The answers are not in this theory of change, but some of them might be found in this sampling of readings which dig deeper into contexts, conditions and strategies:
- Some U.S. case studies: one a post-mortem on the cap and trade fight in 2009 and the other an assessment of the dynamics between radical and reform forces within the civil rights movement.
- A couple of thought-provoking books that explore the type of infrastructure, alliances, and organizational forms forged in South Africa during the anti-apartheid struggle and the strategies deployed by the Worker’s Party in Brazil over the past 20 years.

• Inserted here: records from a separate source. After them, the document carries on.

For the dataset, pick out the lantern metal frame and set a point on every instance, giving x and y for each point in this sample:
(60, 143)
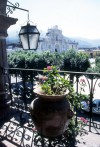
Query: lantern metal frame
(12, 7)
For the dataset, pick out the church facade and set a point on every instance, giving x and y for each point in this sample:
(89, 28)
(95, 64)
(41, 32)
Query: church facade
(55, 41)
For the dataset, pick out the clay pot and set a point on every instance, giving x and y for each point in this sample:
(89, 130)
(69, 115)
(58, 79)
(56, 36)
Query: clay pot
(51, 115)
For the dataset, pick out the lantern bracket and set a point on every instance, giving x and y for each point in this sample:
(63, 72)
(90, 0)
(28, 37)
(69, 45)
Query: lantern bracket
(12, 7)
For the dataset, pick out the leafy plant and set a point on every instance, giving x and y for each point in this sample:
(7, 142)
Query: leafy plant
(55, 84)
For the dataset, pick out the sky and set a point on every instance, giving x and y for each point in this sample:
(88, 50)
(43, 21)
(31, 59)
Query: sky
(76, 18)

Any comprehensive international selection would be near impossible to curate, but these are a good place to start, with both raising the critical question of what a powerful 21st-century US infrastructure needs to look like.
- Minimally, that domestic infrastructure would need to be better networked. It would also require stronger alignment, discipline, new organizations and the sunsetting of groups that no longer serve.
- Finally, the question waiting at the end of all of our theory of change conversations at Ford: What should be philanthropy’s intervention? Manuel Pastor and Rhonda Ortiz make a strong case for funding movements, while our own Darren Walker calls for flexibility and humility in approach to match our ambition for social change.
Of course, the real litmus test of any theory of change is not only what it reveals in hindsight, but how it informs our actual and applied movement building strategy, in real time. So how does this animation resonate with contemporary efforts like Caring Across Generations or the newly launched Make It Work campaign, which focuses exactly on the women’s economic justice opportunities identified in the animation? How does it resonate with your work, your strategy, your theories?